Citando a aglomeração causada pelos blocos, Gabbardo afirmou que este cenário torna-se “impossível de controlar”. “O problema são os blocos de rua. Não temos como saber se [as pessoas] estão vacinadas ou não, é uma aglomeração imensa, um cenário quase impossível de controlar”.

A decisão pelo cancelamento do Réveillon no estado foi tomada na última quinta-feira (2) diante da chegada da variante Ômicron. No Brasil, a variante soma seis casos – três deles em São Paulo. Para Gabbardo, o Carnaval com desfiles de escolas de samba se torna mais controlado.

 

“Nos desfiles de escolas de samba, o ambiente é relativamente controlado, podemos exigir vacinação para quem quiser assistir o Carnaval. A gente pode manter máscara. Só vacinados desfilarem e com PCR negativo”, disse.

Ele analisa que o Carnaval no sambódromo do Anhembi pode ser controlado “da mesma forma que controlamos os estádios”.

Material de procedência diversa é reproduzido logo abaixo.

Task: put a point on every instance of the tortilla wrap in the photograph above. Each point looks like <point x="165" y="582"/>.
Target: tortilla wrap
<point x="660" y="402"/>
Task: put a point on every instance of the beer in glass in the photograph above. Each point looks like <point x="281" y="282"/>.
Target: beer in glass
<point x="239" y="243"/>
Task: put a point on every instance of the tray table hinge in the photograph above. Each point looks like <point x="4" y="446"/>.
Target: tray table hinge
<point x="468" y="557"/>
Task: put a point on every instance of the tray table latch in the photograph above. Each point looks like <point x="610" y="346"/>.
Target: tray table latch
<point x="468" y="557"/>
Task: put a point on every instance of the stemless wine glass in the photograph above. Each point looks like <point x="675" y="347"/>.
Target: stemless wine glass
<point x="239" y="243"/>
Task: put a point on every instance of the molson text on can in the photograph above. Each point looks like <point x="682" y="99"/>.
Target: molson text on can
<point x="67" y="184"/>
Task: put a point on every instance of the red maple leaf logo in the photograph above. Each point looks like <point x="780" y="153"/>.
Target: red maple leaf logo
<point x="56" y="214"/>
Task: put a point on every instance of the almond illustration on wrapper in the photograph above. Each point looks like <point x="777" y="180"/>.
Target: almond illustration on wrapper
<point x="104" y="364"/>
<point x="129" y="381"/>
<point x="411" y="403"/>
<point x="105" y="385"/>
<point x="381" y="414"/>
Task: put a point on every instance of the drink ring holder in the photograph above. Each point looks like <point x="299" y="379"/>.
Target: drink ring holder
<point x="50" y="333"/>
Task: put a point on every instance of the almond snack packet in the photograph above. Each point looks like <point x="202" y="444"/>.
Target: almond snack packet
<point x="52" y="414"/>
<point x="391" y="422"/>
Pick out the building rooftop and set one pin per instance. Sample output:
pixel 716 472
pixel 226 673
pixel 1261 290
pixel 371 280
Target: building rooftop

Com relação às aglomerações de fim de ano, mesmo sem a realização do Réveillon da capital Paulista, Gabbardo diz que “pedir para pessoas não saírem de casa nesse momento é inócuo”, mas aconselhou o uso de máscara e evitar aglomerações “ao máximo”.

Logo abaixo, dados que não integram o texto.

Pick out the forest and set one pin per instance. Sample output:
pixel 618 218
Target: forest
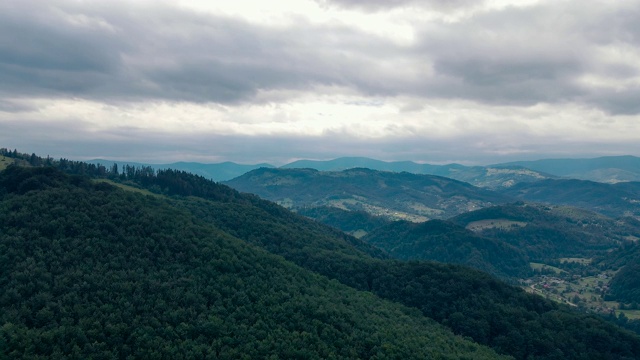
pixel 204 271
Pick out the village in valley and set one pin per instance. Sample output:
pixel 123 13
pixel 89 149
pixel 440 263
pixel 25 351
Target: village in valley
pixel 587 293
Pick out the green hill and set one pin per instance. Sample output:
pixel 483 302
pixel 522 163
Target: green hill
pixel 91 271
pixel 352 222
pixel 398 196
pixel 549 232
pixel 614 200
pixel 604 169
pixel 450 243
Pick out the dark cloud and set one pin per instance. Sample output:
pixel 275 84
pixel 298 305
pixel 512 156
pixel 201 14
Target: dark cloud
pixel 78 141
pixel 381 5
pixel 127 51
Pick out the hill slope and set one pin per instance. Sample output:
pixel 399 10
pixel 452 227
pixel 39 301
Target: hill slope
pixel 609 169
pixel 613 200
pixel 481 176
pixel 447 242
pixel 394 195
pixel 101 273
pixel 548 232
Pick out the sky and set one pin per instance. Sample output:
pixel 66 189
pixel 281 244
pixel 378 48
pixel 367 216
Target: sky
pixel 434 81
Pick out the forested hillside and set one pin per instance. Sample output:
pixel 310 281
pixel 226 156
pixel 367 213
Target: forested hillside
pixel 91 271
pixel 393 195
pixel 614 200
pixel 469 302
pixel 548 232
pixel 354 222
pixel 447 242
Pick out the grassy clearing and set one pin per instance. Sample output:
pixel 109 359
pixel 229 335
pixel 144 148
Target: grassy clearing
pixel 502 224
pixel 127 187
pixel 582 261
pixel 631 314
pixel 540 266
pixel 4 162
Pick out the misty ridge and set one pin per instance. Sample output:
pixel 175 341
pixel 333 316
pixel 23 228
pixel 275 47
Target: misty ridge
pixel 431 259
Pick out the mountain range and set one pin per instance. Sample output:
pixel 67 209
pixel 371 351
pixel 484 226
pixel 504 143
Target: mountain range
pixel 609 169
pixel 165 264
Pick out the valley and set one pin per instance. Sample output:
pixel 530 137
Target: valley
pixel 493 278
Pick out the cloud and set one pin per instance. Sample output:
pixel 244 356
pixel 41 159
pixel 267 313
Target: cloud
pixel 381 5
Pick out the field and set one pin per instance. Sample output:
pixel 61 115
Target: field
pixel 127 187
pixel 582 261
pixel 494 223
pixel 4 162
pixel 539 266
pixel 583 292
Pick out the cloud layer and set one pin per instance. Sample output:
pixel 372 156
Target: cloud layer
pixel 475 80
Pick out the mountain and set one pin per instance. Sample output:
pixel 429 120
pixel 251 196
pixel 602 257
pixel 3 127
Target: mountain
pixel 447 242
pixel 216 172
pixel 194 213
pixel 549 232
pixel 625 285
pixel 481 176
pixel 393 195
pixel 104 273
pixel 615 200
pixel 357 223
pixel 609 169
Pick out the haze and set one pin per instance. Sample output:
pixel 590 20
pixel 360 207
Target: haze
pixel 250 81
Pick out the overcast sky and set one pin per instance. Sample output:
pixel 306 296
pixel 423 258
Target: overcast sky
pixel 274 81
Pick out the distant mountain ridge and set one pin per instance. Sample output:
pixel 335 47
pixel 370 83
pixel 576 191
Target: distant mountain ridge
pixel 398 196
pixel 602 169
pixel 217 172
pixel 609 169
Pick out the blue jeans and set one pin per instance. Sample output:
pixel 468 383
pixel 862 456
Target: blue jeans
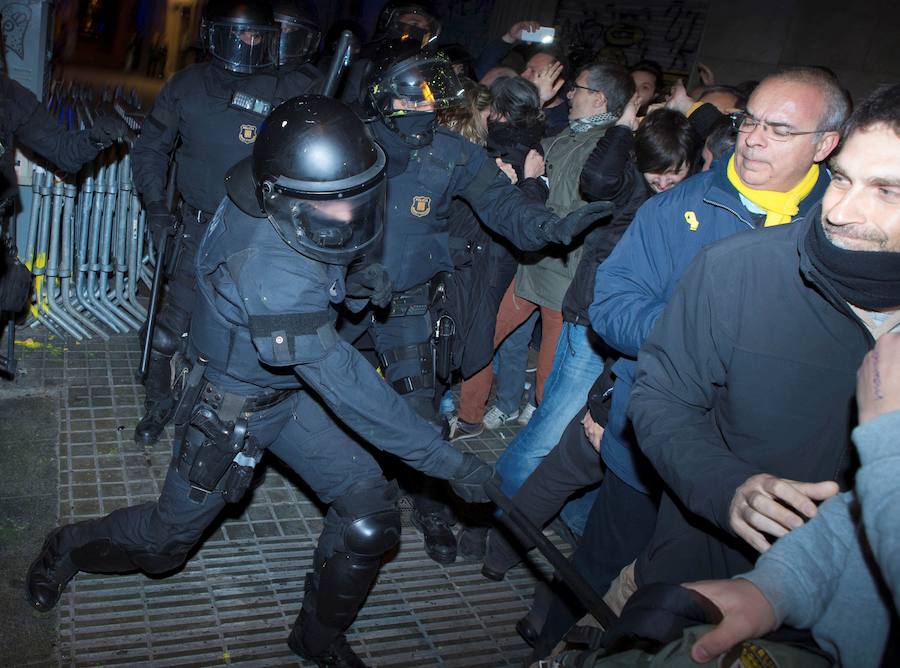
pixel 576 365
pixel 510 361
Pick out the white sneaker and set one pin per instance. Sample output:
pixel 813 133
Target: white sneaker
pixel 526 413
pixel 495 418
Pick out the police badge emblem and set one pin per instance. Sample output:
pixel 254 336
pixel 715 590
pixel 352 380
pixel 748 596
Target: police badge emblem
pixel 421 206
pixel 247 134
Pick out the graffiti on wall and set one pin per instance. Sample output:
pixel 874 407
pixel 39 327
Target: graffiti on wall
pixel 16 17
pixel 464 22
pixel 627 31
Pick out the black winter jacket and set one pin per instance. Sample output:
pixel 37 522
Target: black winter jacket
pixel 609 174
pixel 750 369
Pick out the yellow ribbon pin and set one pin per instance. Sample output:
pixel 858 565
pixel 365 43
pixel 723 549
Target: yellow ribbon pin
pixel 692 221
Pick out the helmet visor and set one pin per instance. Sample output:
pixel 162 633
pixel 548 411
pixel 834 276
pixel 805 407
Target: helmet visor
pixel 425 85
pixel 412 23
pixel 296 43
pixel 334 230
pixel 242 48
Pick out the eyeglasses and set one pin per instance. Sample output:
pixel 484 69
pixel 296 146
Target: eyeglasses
pixel 593 90
pixel 745 123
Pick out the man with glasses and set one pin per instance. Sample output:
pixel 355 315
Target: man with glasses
pixel 596 101
pixel 206 118
pixel 773 178
pixel 769 180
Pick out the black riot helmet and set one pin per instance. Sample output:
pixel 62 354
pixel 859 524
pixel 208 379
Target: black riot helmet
pixel 240 34
pixel 320 179
pixel 300 31
pixel 412 21
pixel 404 80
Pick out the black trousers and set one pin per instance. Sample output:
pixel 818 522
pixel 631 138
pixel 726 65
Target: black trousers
pixel 571 467
pixel 619 526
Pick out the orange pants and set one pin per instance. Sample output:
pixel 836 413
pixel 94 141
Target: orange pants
pixel 513 311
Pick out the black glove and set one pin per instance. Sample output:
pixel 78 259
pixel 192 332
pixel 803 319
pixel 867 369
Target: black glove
pixel 159 221
pixel 468 482
pixel 372 282
pixel 108 129
pixel 563 230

Redução de intervalo entre doses em SP

São Paulo adotou a redução do intervalo para dose de reforço de cinco para quatro meses na última semana. Embora a Agência Nacional de Vigilância Sanitária (Anvisa) tenha recomendado a reavaliação da medida adotada, Gabbardo diz que “certamente o próprio Ministério da Saúde vai ter que tomar essa decisão logo adiante”.

Segundo ele, estudos corroboram a redução adotada pelo estado e questões logísticas também foram consideradas na decisão.

Citando a entrevista do governador do Pará, Jader Barbalho, à CNN – que relatou que 450 mil doses podem ser descartadas por falta de procuração por vacinação no estado –, Gabbardo relatou que São Paulo “tem quantidade de vacinas elevada que, se não utilizadas, serão desprezadas”. Segundo o coordenador executivo do comitê científico, há doses da vacina contra a Covid-19 suficiente para todos.

“Fizemos esse cálculo e essa redução vai exatamente beneficiar as pessoas antecipando a dose e com a garantia que não haverá falta de vacina, não adianta antecipar e não ter dose disponível. Todas pessoas terão a dose garantida.”